A description/proof of that complement of product of subsets is union of products of whole sets 1 of which is replaced with complement of subset
Topics
About: set
The table of contents of this article
Starting Context
- The reader knows a definition of set.
Target Context
- The reader will have a description and a proof of the proposition that the complement of the product of any subsets is the union of the products of the whole sets, 1 of which is replaced with the complement of a subset for each product.
Orientation
There is a list of definitions discussed so far in this site.
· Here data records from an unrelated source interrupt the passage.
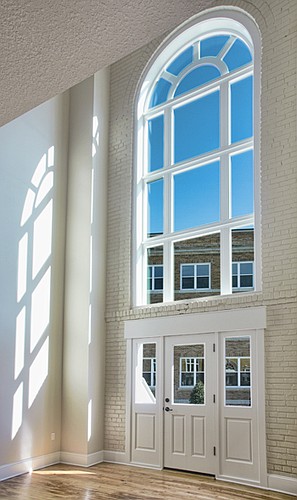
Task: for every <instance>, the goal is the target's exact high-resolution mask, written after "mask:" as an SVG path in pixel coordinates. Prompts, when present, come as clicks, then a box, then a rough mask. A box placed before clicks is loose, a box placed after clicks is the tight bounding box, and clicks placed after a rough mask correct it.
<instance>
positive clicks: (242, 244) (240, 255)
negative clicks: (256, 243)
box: [232, 227, 254, 293]
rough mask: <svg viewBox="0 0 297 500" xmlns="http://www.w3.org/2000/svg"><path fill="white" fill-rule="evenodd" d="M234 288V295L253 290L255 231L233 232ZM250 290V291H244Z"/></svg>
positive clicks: (249, 290)
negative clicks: (246, 291)
mask: <svg viewBox="0 0 297 500" xmlns="http://www.w3.org/2000/svg"><path fill="white" fill-rule="evenodd" d="M232 262H233V264H232V287H233V293H236V292H241V289H243V290H242V291H243V292H244V291H251V290H253V283H254V276H253V275H254V269H253V268H254V265H253V262H254V229H253V228H252V227H243V228H240V229H233V230H232ZM244 288H249V290H244Z"/></svg>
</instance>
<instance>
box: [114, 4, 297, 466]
mask: <svg viewBox="0 0 297 500" xmlns="http://www.w3.org/2000/svg"><path fill="white" fill-rule="evenodd" d="M209 4H210V5H209V6H210V7H211V6H215V5H222V3H221V2H209ZM226 4H228V5H234V6H238V7H241V8H243V9H245V10H246V11H247V12H249V13H250V14H251V15H252V16H253V17H254V18H255V20H256V21H257V23H258V25H259V27H260V30H261V33H262V42H263V54H262V95H261V103H262V108H261V114H262V121H261V169H262V170H261V173H262V196H261V202H262V271H263V292H260V293H254V294H249V295H237V296H234V297H231V298H221V297H218V298H215V299H213V300H212V301H211V303H210V304H207V305H206V304H205V303H204V302H193V303H189V304H184V303H177V304H176V305H170V306H167V307H164V306H163V307H160V306H154V307H148V308H145V307H144V308H139V309H137V310H135V311H133V310H131V309H130V302H131V236H132V234H131V231H132V223H131V217H132V193H131V189H132V158H133V101H134V95H135V90H136V85H137V82H138V80H139V78H140V75H141V73H142V71H143V69H144V67H145V65H146V62H147V61H148V59H149V58H150V56H151V54H152V53H153V52H154V50H155V49H156V48H157V46H158V45H159V42H160V40H159V41H154V42H152V43H150V44H149V45H148V46H146V47H144V48H143V49H141V50H138V51H136V52H135V53H133V54H131V55H130V56H128V57H126V58H125V59H123V60H121V61H119V62H118V63H116V64H115V65H113V66H112V68H111V107H110V169H109V187H108V214H109V215H108V217H109V218H108V249H107V250H108V263H107V311H106V317H107V326H108V328H107V341H106V366H107V369H106V416H105V436H106V439H105V449H107V450H113V451H124V449H125V411H126V409H125V404H126V403H125V376H126V367H125V360H126V358H125V356H126V349H125V341H124V339H123V321H124V320H125V319H128V318H130V319H131V318H141V317H154V316H161V315H166V314H170V315H172V314H177V313H178V314H183V313H184V314H186V313H187V312H198V311H200V312H203V311H215V310H224V309H230V308H231V307H232V308H236V307H251V306H255V305H263V304H264V305H266V306H267V311H268V327H267V331H266V333H265V370H266V422H267V428H266V433H267V459H268V471H269V472H271V473H277V474H282V475H294V474H295V475H296V473H297V140H296V137H297V133H296V132H297V131H296V124H297V121H296V116H297V115H296V111H297V110H296V104H297V90H296V88H297V85H296V84H297V81H296V61H297V32H296V24H297V2H296V0H282V1H279V0H266V1H264V0H263V1H262V0H253V1H249V2H245V1H241V0H240V1H234V2H232V1H227V2H226V1H225V2H224V5H226Z"/></svg>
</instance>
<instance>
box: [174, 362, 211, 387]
mask: <svg viewBox="0 0 297 500" xmlns="http://www.w3.org/2000/svg"><path fill="white" fill-rule="evenodd" d="M202 359H203V360H204V356H183V357H181V358H180V359H179V389H193V388H194V387H195V385H196V384H197V374H198V373H203V374H204V373H205V372H204V371H203V372H201V371H198V370H197V361H198V360H202ZM183 361H185V363H186V366H187V362H188V361H189V362H190V363H193V365H194V370H193V371H192V370H191V371H184V370H182V362H183ZM182 373H193V375H194V377H193V379H194V384H193V385H182Z"/></svg>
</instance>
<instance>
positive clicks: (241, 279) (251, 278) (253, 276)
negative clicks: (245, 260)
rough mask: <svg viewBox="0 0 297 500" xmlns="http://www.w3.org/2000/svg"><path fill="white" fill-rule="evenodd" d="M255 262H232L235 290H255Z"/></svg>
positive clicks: (232, 282) (233, 276)
mask: <svg viewBox="0 0 297 500" xmlns="http://www.w3.org/2000/svg"><path fill="white" fill-rule="evenodd" d="M253 267H254V263H253V262H232V287H233V288H234V289H246V288H253V281H254V271H253Z"/></svg>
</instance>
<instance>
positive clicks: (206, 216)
mask: <svg viewBox="0 0 297 500" xmlns="http://www.w3.org/2000/svg"><path fill="white" fill-rule="evenodd" d="M219 168H220V167H219V162H215V163H211V164H209V165H205V166H203V167H199V168H195V169H192V170H188V171H186V172H184V173H182V174H178V175H175V177H174V231H180V230H182V229H189V228H191V227H195V226H202V225H204V224H210V223H211V222H217V221H219V219H220V170H219Z"/></svg>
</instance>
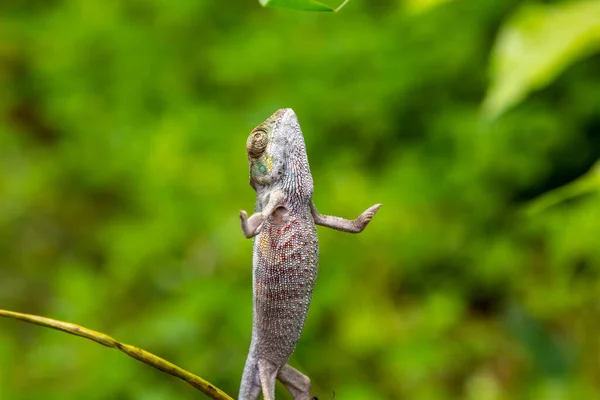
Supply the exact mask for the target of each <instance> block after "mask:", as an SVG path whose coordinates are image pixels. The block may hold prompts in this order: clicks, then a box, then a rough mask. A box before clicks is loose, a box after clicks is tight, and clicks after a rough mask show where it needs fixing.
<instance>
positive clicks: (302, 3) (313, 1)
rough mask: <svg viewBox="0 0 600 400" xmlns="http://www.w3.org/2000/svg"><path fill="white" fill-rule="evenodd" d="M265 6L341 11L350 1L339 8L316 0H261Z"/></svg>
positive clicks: (316, 10)
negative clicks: (341, 8)
mask: <svg viewBox="0 0 600 400" xmlns="http://www.w3.org/2000/svg"><path fill="white" fill-rule="evenodd" d="M259 1H260V4H262V5H263V6H264V7H278V8H289V9H293V10H305V11H329V12H332V11H333V12H337V11H339V10H340V9H341V8H342V7H343V6H344V5H345V4H346V3H347V2H348V1H344V2H343V3H342V5H340V6H339V7H338V8H337V9H335V8H331V7H330V6H328V5H327V4H323V3H321V2H318V1H315V0H259Z"/></svg>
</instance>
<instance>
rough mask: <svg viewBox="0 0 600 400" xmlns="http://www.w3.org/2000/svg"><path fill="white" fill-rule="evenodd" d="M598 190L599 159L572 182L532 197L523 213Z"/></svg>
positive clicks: (547, 208) (548, 207)
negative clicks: (534, 196) (544, 192)
mask: <svg viewBox="0 0 600 400" xmlns="http://www.w3.org/2000/svg"><path fill="white" fill-rule="evenodd" d="M598 190H600V161H598V162H596V163H595V164H594V165H593V166H592V168H590V170H589V171H588V172H587V173H585V174H584V175H582V176H581V177H579V178H578V179H576V180H574V181H573V182H569V183H568V184H566V185H564V186H561V187H559V188H556V189H554V190H551V191H549V192H547V193H544V194H543V195H541V196H539V197H538V198H536V199H534V200H533V201H532V202H531V203H529V204H528V206H527V207H526V208H525V214H526V215H528V216H533V215H536V214H539V213H540V212H542V211H544V210H547V209H548V208H550V207H552V206H554V205H557V204H560V203H563V202H565V201H568V200H571V199H574V198H576V197H579V196H583V195H586V194H590V193H593V192H596V191H598Z"/></svg>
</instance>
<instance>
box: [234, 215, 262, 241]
mask: <svg viewBox="0 0 600 400" xmlns="http://www.w3.org/2000/svg"><path fill="white" fill-rule="evenodd" d="M240 222H241V225H242V233H243V234H244V236H245V237H246V239H249V238H251V237H254V236H256V235H258V234H259V233H260V230H261V229H262V226H263V222H264V217H263V215H262V213H256V214H252V216H250V217H249V218H248V213H247V212H246V211H244V210H242V211H240Z"/></svg>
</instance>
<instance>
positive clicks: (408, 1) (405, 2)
mask: <svg viewBox="0 0 600 400" xmlns="http://www.w3.org/2000/svg"><path fill="white" fill-rule="evenodd" d="M450 1H452V0H406V1H405V3H404V7H405V9H406V11H408V12H409V13H411V14H422V13H425V12H427V11H429V10H431V9H433V8H435V7H436V6H439V5H441V4H443V3H448V2H450Z"/></svg>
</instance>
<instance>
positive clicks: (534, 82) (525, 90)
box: [483, 0, 600, 118]
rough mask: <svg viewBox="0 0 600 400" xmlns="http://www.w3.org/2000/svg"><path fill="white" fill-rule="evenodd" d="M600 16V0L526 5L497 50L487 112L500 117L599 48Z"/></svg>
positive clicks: (591, 0) (490, 87) (510, 20)
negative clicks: (585, 55)
mask: <svg viewBox="0 0 600 400" xmlns="http://www.w3.org/2000/svg"><path fill="white" fill-rule="evenodd" d="M599 16H600V1H598V0H585V1H577V2H565V3H562V4H557V5H555V4H547V5H541V4H526V5H524V6H523V7H522V8H521V9H520V10H519V11H517V13H516V14H515V15H514V16H513V18H511V19H510V20H509V21H508V22H507V23H505V24H504V26H503V27H502V29H501V30H500V33H499V35H498V38H497V40H496V44H495V46H494V49H493V50H492V57H491V80H492V81H491V84H490V87H489V88H488V93H487V95H486V97H485V100H484V102H483V112H484V114H485V115H486V116H488V117H491V118H496V117H498V116H500V115H501V114H502V113H504V112H505V111H506V110H507V109H508V108H510V107H512V106H514V105H515V104H517V103H518V102H520V101H521V100H523V99H524V98H525V97H526V96H527V94H528V93H529V92H531V91H532V90H536V89H540V88H543V87H544V86H546V85H548V84H549V83H550V82H552V80H553V79H554V78H556V76H558V75H559V74H560V73H561V72H562V71H563V70H564V69H565V68H567V67H568V66H569V65H570V64H572V63H573V62H575V61H577V60H579V59H581V58H582V57H583V56H585V55H588V54H590V53H592V52H594V51H597V50H598V49H599V48H600V17H599Z"/></svg>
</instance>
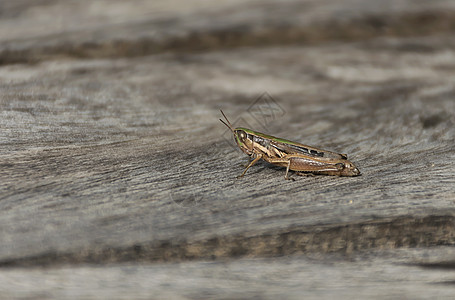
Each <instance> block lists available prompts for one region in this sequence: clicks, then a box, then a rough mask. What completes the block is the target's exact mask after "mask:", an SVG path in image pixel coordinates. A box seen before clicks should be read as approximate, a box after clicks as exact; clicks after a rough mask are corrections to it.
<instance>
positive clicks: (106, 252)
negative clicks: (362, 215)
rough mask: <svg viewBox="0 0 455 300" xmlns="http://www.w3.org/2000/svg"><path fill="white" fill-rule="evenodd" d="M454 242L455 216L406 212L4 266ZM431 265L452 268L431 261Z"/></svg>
mask: <svg viewBox="0 0 455 300" xmlns="http://www.w3.org/2000/svg"><path fill="white" fill-rule="evenodd" d="M443 245H445V246H447V245H455V217H453V216H427V217H422V218H414V217H408V216H403V217H399V218H395V219H391V220H377V221H369V222H362V223H355V224H354V223H353V224H342V225H331V226H326V227H321V226H314V227H312V228H306V229H298V228H292V229H288V230H286V231H282V232H275V233H272V232H271V233H267V234H264V235H257V236H248V237H247V236H243V235H236V236H219V237H214V238H210V239H207V240H201V241H164V242H162V243H160V244H134V245H131V246H129V247H125V248H111V247H108V248H99V249H89V250H81V251H78V252H77V251H76V252H70V253H59V252H51V253H43V254H39V255H36V256H29V257H20V258H14V259H6V260H3V261H0V267H3V268H5V267H30V266H41V267H51V266H56V265H62V264H86V263H90V264H108V263H122V262H148V263H153V262H177V261H188V260H218V259H221V260H222V259H229V258H239V257H250V258H251V257H277V256H278V257H279V256H287V255H302V254H306V253H335V252H337V253H342V254H345V255H350V254H352V253H354V252H356V251H362V250H368V249H381V250H385V249H396V248H406V247H432V246H443ZM419 266H422V267H426V268H438V267H439V266H443V267H444V268H447V267H450V268H453V262H452V263H451V264H447V263H446V262H442V263H437V262H436V263H429V264H421V265H419Z"/></svg>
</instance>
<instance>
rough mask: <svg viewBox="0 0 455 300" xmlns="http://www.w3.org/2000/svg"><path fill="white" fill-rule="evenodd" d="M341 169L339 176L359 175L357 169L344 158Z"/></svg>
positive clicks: (358, 173)
mask: <svg viewBox="0 0 455 300" xmlns="http://www.w3.org/2000/svg"><path fill="white" fill-rule="evenodd" d="M342 164H343V169H342V170H341V173H340V174H341V176H358V175H360V171H359V169H358V168H357V167H356V166H355V165H354V164H353V163H352V162H350V161H349V160H345V161H344V162H343V163H342Z"/></svg>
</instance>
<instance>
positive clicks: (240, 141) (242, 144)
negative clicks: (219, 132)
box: [233, 127, 253, 154]
mask: <svg viewBox="0 0 455 300" xmlns="http://www.w3.org/2000/svg"><path fill="white" fill-rule="evenodd" d="M233 133H234V139H235V142H236V143H237V145H238V146H239V148H240V149H241V150H242V151H243V152H245V153H246V154H252V151H251V145H252V138H253V137H252V136H251V135H250V134H248V132H247V131H246V130H245V128H240V127H239V128H236V129H234V132H233Z"/></svg>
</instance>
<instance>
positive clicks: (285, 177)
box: [268, 157, 295, 181]
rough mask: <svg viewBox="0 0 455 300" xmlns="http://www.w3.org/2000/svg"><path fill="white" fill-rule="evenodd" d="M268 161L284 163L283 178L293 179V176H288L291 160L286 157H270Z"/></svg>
mask: <svg viewBox="0 0 455 300" xmlns="http://www.w3.org/2000/svg"><path fill="white" fill-rule="evenodd" d="M268 162H269V163H271V164H277V165H283V166H284V165H286V175H284V179H286V180H292V181H294V180H295V179H294V178H290V177H289V176H288V174H289V168H290V167H291V160H290V159H289V158H287V157H283V158H272V159H268Z"/></svg>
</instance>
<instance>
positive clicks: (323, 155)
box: [220, 110, 360, 179]
mask: <svg viewBox="0 0 455 300" xmlns="http://www.w3.org/2000/svg"><path fill="white" fill-rule="evenodd" d="M220 111H221V114H222V115H223V117H224V118H225V119H226V122H227V123H226V122H224V121H223V120H222V119H220V121H221V122H222V123H223V124H224V125H226V126H227V127H228V128H229V129H230V130H231V131H232V133H233V135H234V140H235V142H236V143H237V145H238V146H239V148H240V149H241V150H242V151H243V152H245V153H246V154H248V155H249V156H250V159H249V163H248V165H247V166H245V167H246V169H245V170H244V171H243V173H242V174H241V175H240V176H238V177H243V175H245V173H246V171H247V170H248V169H249V168H250V167H251V166H253V165H254V164H255V163H257V162H258V161H259V160H260V159H263V160H265V161H266V162H268V163H271V164H274V165H277V166H281V167H286V175H285V176H284V178H285V179H292V178H289V176H288V174H289V170H292V171H296V172H298V174H299V175H304V173H310V174H323V175H335V176H357V175H360V171H359V169H357V167H356V166H355V165H354V164H353V163H352V162H350V161H349V160H348V156H347V155H346V154H339V153H336V152H332V151H327V150H322V149H319V148H316V147H311V146H307V145H303V144H300V143H296V142H292V141H288V140H285V139H281V138H277V137H274V136H271V135H266V134H263V133H260V132H257V131H253V130H251V129H247V128H242V127H238V128H234V127H233V126H232V124H231V122H229V120H228V118H227V117H226V115H225V114H224V113H223V111H222V110H220ZM300 172H302V173H300Z"/></svg>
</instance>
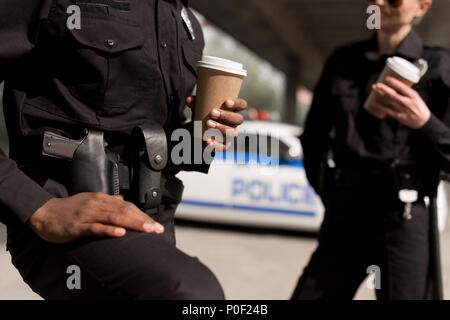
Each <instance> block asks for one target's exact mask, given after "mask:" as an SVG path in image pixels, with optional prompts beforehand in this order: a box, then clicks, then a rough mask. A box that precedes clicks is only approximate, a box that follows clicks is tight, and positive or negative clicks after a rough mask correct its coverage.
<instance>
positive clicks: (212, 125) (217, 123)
mask: <svg viewBox="0 0 450 320" xmlns="http://www.w3.org/2000/svg"><path fill="white" fill-rule="evenodd" d="M206 126H207V127H208V128H210V129H217V130H219V131H220V132H221V133H222V136H223V137H225V138H226V137H236V136H237V135H238V133H237V129H236V128H233V127H230V126H227V125H225V124H222V123H220V122H217V121H214V120H208V121H206Z"/></svg>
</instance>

There is a list of propositions discussed so far in this site.
Main Body
1: Description
For any sets, \(S_1, S_2, . . ., S_n\), and any subsets, \(S'_i \subseteq S_i\), \((S_1 \times S_2 \times . . . \times S_n) \setminus (S'_1 \times S'_2 \times . . . \times S'_n) = ((S_1 \setminus S'_1) \times S_2 \times . . . \times S_n) \cup (S_1 \times (S_2 \setminus S'_2) \times . . . \times S_n) \cup . . . \cup (S_1 \times S_2 \times . . . \times (S_n \setminus S'_n))\).
2: Proof
For any \(p = (p^1, p^2, . . ., p^n) \in (S_1 \times S_2 \times . . . \times S_n) \setminus (S'_1 \times S'_2 \times . . . \times S'_n)\), \(p \notin S'_1 \times S'_2 \times . . . \times S'_n\), \(p^i \notin S'_i\) for an \(i\), \(p^i \in S_i \setminus S'_i\) for an \(i\), \(p \in S_1 \times . . . \times (S_i \setminus S'_i) \times . . . \times S_n\) for an \(i\), \(p \in ((S_1 \setminus S'_1) \times S_2 \times . . . \times S_n) \cup (S_1 \times (S_2 \setminus S'_2) \times . . . \times S_n) \cup . . . \cup (S_1 \times S_2 \times . . . \times (S_n \setminus S'_n))\)\); for any \(p \in ((S_1 \setminus S'_1) \times S_2 \times . . . \times S_n) \cup (S_1 \times (S_2 \setminus S'_2) \times . . . \times S_n) \cup . . . \cup (S_1 \times S_2 \times . . . \times (S_n \setminus S'_n))\), \(p \in S_1 \times . . . \times (S_i \setminus S'_i) \times . . . \times S_n\) for an \(i\), \(p^i \in S_i \setminus S'_i\) for an \(i\), \(p^i \notin S'_i\) for an \(i\), \(p \notin S'_1 \times S'_2 \times . . . \times S'_n\), \(p \in (S_1 \times S_2 \times . . . \times S_n) \setminus (S'_1 \times S'_2 \times . . . \times S'_n)\)).